We hear a lot about tracking technology, whether in terms of insurance ‘black boxes’ or systems that enable you to track a courier to your door with a parcel. You will also hear about position sensing and while you might think this is the same thing, it isn’t. Let’s take a look at the differences, why they are important, and why we will need both in the future.
Position sensors
Let’s look at position sensors first. This is technology that looks at the immediate environment of an object. In automotive terms, it might be the reversing sensors that beep when you are getting close to an object.
Combined with some automation, it can also be the automatic emergency braking systems that deploy if you are getting too close to something in front or the lane departure warning systems that alert you if you are wandering out of your lane.
Position sensors are key to the success of self-driving cars, enabling them to scan and react to the world around them.
Position tracking
Position tracking, on the other hand, operates on more of a macro level and is about understanding the location of an object; for example, companies such as Vehicle Accessories provide vehicle tracking solutions that enable fleet managers to know where a vehicle is at any time.
Typically, vehicle tracking uses the GPS satellite system to determine the location of an object and see which way it is moving and how fast.

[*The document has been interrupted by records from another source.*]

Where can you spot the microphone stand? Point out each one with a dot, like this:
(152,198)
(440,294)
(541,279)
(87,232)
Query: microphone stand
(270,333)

This is the technology that enables you to track your Amazon courier’s van, for example.
The same technology is used by your satnav so that it knows where you are and can direct you accordingly. The key difference from position sensing is that tracking knows where an object is but doesn’t know anything about its immediate surroundings. You satnav can’t tell you that you are about to reverse into a bollard, for example.
As we move towards the use of autonomous vehicles, it is clear that these two technologies will need to overlap and work together. For a self-driving vehicle to reach its destination safely, it will need to combine tracking information – to know where it is and where it is going – with sensing information to interpret its immediate environment and enable it to deal safely with changing hazards.